Fifteen years have passed since DreamWorks Animation burst
onto the scene with the game-changing blockbuster Shrek. Since then the
animation studio has remained popular and lucrative (indeed outlasting its live
action counterpart), despite changing home studios a few times and seeing the
quality of its output suffer as a result of such instability. In fact, other than the magnificent How to Train Your Dragon films, their
output the last several years has been hit or miss at best. Their last attempt to revive an old property
for a new generation, 2014’s Mr. Peabody
& Sherman, was serviceably sweet but unremarkable. Despite this DreamWorks Animation (now
distributed by Fox, also the home of Ice
Age and The Peanuts Movie’s Blue Sky Studios) is doubling
down on the nostalgia with their latest release Trolls.
Trolls brings the
wild-haired and famously naked little plastic figures to life in an upbeat,
colorful story full of popular music.
The Trolls’ happy life is thrown into upheaval when giant, troll-eating
monsters called Bergens discover their home, kidnapping some of them and
forcing the rest into hiding. Princess
Poppy, the happiest troll in the kingdom (a perfectly cast Anna Kendrick) sets
out to rescue her friends, getting help from unlikely ally Branch (Justin
Timberlake), who happens to be the unhappiest troll. Hijinks, music, and of course happiness ensue
as the Trolls set off on their adventure.

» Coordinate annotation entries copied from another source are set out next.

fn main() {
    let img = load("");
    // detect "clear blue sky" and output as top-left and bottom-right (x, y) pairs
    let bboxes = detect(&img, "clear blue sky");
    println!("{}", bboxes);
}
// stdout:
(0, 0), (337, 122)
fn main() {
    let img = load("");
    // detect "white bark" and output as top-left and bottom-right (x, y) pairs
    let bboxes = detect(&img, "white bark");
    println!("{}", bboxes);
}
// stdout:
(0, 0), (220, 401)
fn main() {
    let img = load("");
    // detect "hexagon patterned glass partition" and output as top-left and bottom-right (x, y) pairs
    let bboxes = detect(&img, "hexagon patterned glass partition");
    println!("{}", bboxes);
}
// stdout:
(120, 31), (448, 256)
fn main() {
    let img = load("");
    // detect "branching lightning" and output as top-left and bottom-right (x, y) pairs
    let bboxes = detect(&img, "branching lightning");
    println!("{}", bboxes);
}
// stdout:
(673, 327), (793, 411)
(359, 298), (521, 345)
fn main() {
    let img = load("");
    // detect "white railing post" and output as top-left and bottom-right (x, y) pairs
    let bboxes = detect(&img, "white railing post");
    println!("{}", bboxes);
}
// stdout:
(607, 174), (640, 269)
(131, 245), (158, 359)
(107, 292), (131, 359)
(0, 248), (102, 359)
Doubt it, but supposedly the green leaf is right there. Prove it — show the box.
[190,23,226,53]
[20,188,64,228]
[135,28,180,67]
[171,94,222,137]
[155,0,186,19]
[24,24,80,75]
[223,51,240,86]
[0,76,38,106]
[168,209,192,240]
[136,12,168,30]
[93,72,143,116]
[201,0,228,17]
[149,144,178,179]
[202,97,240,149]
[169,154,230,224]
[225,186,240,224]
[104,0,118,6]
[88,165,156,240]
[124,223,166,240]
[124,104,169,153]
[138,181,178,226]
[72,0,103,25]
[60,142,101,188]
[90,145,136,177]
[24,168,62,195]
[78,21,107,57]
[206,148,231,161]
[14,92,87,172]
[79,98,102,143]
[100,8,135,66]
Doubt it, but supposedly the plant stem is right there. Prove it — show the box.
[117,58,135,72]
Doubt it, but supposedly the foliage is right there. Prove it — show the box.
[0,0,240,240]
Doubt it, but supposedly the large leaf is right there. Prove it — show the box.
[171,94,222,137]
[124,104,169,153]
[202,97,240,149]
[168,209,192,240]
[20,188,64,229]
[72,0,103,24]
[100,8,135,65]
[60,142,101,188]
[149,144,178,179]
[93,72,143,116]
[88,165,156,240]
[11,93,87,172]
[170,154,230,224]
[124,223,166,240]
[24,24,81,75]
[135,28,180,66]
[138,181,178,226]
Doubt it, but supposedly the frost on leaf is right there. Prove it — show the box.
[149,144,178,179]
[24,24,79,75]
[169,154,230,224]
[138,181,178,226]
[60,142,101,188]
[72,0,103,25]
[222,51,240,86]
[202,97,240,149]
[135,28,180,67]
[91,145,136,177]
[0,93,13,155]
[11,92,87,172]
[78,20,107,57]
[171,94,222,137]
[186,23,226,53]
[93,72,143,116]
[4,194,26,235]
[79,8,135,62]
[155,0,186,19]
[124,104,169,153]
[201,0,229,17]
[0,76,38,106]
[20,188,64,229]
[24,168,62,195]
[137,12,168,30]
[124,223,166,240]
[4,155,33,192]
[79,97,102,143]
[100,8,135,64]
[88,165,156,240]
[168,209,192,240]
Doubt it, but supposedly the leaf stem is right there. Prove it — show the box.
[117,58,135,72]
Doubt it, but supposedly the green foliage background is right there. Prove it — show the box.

It’s hard to be cynical about a movie that oozes happiness
and positivity from every second of its economical 90-minute runtime. Indeed, Trolls
might go down as one of the most positively charged movies ever made. The message of finding happiness within
yourself is presented in a way that could not possibly be lost on its young
target audience. One might argue that
the film takes a bit too light of a touch with such a surprisingly heavy
subject matter. But Trolls is a movie that takes the easy way out because it has
to. It’s never heavy-handed because it
doesn’t need to be. This is where the conflict lies: Trolls as a weighty treatise on overcoming
depression could be legitimately more impactful, but it would be an overreach
for such a bright and sunny child-oriented film. Trolls keeps
it light and fun and full of songs and hugs and kid-appropriate lessons about
happiness and friendship.
Trolls may take
the easy way out with its subject matter, but never in a way that’s
condescending or inappropriate to its young audience. It’s never daring in a way that Pixar and
Disney movies of late have been, or even its DreamWorks stablemate HTTYD, but that doesn’t mean it doesn’t
think its audience can handle it. It’s
perhaps closer in tone to Universal’s Illumination films (The Secret Life of Pets, the Despicable
Me series), in that it is fun and generally positive, though Trolls is a bit more willing to “go
there”, even if not all the way. Trolls is bright and happy because
Trolls are supposed to be bright and happy, and sometimes that’s okay too. In the echelon of recent animated films, Trolls never quite reaches the lofty
heights of the films mentioned above, though it is notably more engaging than
many of DreamWorks’ last few films. But
instead of being hamstrung by its limitations of having to keep it “cute”, it
embraces them and even figures out how to use them to its advantage. Trolls is
light-hearted, positive, thoughtful, and appropriate (if to a fault) to both
its audience and its colorful characters.